Fast jeder zweite Lippenstift enthielt allergene Duftstoffe: Je öfter man damit in Kontakt kommt, desto eher kommt es zu einer Kontaktallergie. Zum Schutz der Konsumentinnen müssen 26 Duftstoffe ab einer Konzentration von 10 Milligramm pro Kilogramm (mg/kg) auf Lippenstiften deklariert werden. Laut dem wissenschaftlichen Ausschuss für Verbrauchersicherheit der EU können die Stoffe ab dieser Menge allergen wirken.
Schwermetalle in zwei von drei Lippenstiften gefunden
Der Maybelline-Lippenstift enthielt vier allergene Duftstoffe, darunter Linalool und Limonen. Beide sind zwar nur schwach allergen. Beim Auftragen reagieren sie jedoch mit Sauerstoff und Wärme. Dabei entstehen Substanzen, die die empfindlichen Lippen reizen können. Das Produkt enthielt zudem Cumarin: Der Stoff löste in Versuchen oft allergische Reaktionen aus. Nebst den Lippenstiften von Maybelline und Santé wiesen auch die Produkte von NYX, L’Oréal Paris und Dior allergene Duftstoffe auf.
Das Labor stiess in diversen Lippenstiften auf die Schwermetalle Nickel, Antimon und Blei. Sieben Produkte enthielten Nickel. Laut der Österreichischen Agentur für Gesundheit und Ernährungssicherheit sollte Kosmetik maximal 5 Milligramm pro Kilogramm (mg/kg) Nickel aufweisen – der MAC-Lippenstift enthielt 6,9 mg/kg. Im gleichen Produkt steckte giftiges Antimon. Das deutsche Bundesamt für Verbraucherschutz bemängelt Kosmetik mit mehr als 0,5 mg/kg Antimon. Das Dior-Produkt wies rund doppelt so viel auf, jenes von MAC gar die fünffache Menge.

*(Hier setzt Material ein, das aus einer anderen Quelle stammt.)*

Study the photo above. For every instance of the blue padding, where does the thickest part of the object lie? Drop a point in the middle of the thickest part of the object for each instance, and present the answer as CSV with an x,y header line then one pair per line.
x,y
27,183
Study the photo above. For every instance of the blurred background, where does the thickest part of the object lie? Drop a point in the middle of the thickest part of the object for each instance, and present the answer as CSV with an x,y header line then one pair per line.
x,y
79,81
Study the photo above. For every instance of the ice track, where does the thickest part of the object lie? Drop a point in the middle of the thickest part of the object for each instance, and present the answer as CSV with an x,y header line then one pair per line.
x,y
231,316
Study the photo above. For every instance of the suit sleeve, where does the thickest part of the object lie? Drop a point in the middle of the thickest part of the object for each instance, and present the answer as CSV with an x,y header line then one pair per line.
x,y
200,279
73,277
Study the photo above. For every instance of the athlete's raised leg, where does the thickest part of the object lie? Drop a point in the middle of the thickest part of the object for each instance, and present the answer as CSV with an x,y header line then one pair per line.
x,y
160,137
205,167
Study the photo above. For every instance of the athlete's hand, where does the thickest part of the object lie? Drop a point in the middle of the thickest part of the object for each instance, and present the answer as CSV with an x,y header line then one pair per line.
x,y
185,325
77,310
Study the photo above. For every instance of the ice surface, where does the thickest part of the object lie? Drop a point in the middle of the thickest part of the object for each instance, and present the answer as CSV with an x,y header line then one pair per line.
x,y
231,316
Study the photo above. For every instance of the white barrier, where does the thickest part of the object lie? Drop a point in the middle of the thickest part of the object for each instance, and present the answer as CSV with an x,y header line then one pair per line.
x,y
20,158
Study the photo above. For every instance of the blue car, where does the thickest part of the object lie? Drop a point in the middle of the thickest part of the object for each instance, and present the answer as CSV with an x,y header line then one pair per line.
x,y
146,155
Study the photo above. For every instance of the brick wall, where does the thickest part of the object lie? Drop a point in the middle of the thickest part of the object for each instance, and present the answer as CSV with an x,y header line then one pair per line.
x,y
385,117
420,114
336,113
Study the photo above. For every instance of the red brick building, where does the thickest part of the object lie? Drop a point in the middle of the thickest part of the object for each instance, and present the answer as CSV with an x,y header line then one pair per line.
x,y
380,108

Als einziges Produkt im Test enthielt der Lippenstift von H & M Blei: Gemäss dem Bundesamt für Gesundheit lagert sich Blei im Körper in den Knochen, den Muskeln und im Gehirn ab und bleibt dort über Jahre hinweg gespeichert. Aus diesen Depots werde es allmählich freigesetzt, sodass die Blutkonzentration noch Jahre nach einer Bleibelastung erhöht sein könne. Das Amt schreibt, dass selbst Babys im Mutterleib Blei aufnehmen. Laut der Behörde schädigt Blei das Nervensystem. Lippenstifte sollen gemäss dem deutschen Bundesamt für Verbraucherschutz nicht mehr als 2 mg/kg Blei aufweisen – der Lippenstift von H & M enthielt 3,5 mg/kg des giftigen Schwermetalls.
Die Hersteller bezeichnen die Lippenstifte als sicher. Catrice schreibt, der von saldo geprüfte Lippenstift werde nicht mehr hergestellt.